Yoo-Jin tertawa mendengar respon Gwan-Soo. Ia berkata, “Tentu saja kamu berpikiran seperti itu. Baiklah, aku memberimu waktu 15 menit.”

Gwan-Soo lantas mengembalikan telponnya ke tangan Je-Ha.

“Kembalilah hidup-hidup,” pinta Yoo-Jin pada Je-Ha. “Apapun yang terjadi.”

Semua tim JSS yang berjaga di sekitar rumah Gwan-Soo mendapat instruksi untuk mundur. Master Song kebingungan karena sudah disuruh pulang padahal belum melakukan apa-apa. Dengan tertawa yang lain memberitahunya bahwa mereka sudah menang.

Jaksa Kim dengan malu membebaskan Se-Joon dari ruang investigasi kejaksaan. Saat melangkah keluar, dengan didampingi oleh ketua Joo, meski kesal dengan pihak kejaksaan, Se-Joon bersikap tenang dan seolah tidak mempermasalahkan hal itu karena pihak kejaksaan sudah meminta maaf. Ia pun masuk ke dalam mobil yang telah menunggunya.

Direktur JSS bertepuk tangan melihat siaran berita tersebut dan memberi selamat pada Yoo-Jin.

“Simpan ucapan selamat itu untuk nanti di saat K2 kembali dengan selamat,” ujar Yoo-Jin tanpa ekspresi.

Dong-Mi menelan ludah mendengarnya. Tak lama kemudian ia keluar dari ruangan Cloud Nine dan mencoba menghubungi Seo.
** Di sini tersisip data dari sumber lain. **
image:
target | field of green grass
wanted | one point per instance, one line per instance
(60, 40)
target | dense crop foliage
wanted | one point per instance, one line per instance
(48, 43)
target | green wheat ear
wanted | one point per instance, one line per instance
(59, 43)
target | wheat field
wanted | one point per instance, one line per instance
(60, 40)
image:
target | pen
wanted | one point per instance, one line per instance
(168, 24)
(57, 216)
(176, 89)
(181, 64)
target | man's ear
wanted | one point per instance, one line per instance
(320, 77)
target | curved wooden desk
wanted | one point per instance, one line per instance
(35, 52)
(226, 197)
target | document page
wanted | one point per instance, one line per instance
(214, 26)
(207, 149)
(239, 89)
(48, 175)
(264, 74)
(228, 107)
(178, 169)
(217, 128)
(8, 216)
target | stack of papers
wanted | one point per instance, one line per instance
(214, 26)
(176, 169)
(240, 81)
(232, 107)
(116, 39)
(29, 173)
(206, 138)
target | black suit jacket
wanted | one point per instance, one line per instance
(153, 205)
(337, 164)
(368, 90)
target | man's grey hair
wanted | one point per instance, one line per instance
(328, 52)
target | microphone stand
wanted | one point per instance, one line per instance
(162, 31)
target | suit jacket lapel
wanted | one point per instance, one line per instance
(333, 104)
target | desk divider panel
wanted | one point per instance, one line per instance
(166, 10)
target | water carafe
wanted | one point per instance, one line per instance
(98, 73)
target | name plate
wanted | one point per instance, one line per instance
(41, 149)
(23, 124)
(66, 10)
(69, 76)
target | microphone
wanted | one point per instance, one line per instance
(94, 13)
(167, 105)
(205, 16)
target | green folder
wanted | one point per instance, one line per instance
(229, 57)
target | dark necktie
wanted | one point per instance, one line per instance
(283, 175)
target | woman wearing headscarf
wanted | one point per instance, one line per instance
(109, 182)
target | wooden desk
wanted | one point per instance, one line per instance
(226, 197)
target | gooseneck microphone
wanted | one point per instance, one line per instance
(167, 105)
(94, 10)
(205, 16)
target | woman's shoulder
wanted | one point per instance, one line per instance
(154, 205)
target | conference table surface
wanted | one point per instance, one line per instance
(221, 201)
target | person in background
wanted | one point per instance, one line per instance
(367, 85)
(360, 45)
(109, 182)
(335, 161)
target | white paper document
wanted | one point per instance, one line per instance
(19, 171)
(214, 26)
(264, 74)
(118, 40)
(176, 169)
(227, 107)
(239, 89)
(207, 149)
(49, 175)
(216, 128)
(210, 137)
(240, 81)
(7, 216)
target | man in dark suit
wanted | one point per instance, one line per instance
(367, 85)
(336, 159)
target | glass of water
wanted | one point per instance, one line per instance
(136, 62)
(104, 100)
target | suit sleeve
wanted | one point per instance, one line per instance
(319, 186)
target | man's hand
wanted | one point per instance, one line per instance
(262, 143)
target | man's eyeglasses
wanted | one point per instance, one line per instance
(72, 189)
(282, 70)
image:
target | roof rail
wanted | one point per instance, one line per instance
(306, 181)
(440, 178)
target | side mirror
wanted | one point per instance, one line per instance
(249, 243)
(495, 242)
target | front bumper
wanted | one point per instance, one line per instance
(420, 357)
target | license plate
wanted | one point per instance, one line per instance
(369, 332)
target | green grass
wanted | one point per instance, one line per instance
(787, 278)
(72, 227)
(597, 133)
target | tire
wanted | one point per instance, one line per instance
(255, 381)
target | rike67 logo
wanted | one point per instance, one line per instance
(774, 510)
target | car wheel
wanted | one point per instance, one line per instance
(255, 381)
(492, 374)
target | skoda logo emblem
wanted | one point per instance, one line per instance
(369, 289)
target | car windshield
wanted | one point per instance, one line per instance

Tanpa disangka, Seo justru meng-cancel telpon dari Dong-Mi, membuat Dong-Mi semakin panik.

Sementara itu, malam itu juga, partai Gwan-Soo akhirnya mengumumkan bahwa mereka kembali mengundang Se-Joon untuk masuk ke partai mereka. Juru bicara mereka meminta wartawan yang hadir untuk memastikan berita tersebut tayang secepat mungkin.

Kembali ke ruang rahasia Gwan-Soo. Je-Ha menerima tas berisikan uang sejumlah 2 juta dolar. Gwan-Soo menawarkan untuk memberikannya lebih apabila ia mau bergabung di pihaknya.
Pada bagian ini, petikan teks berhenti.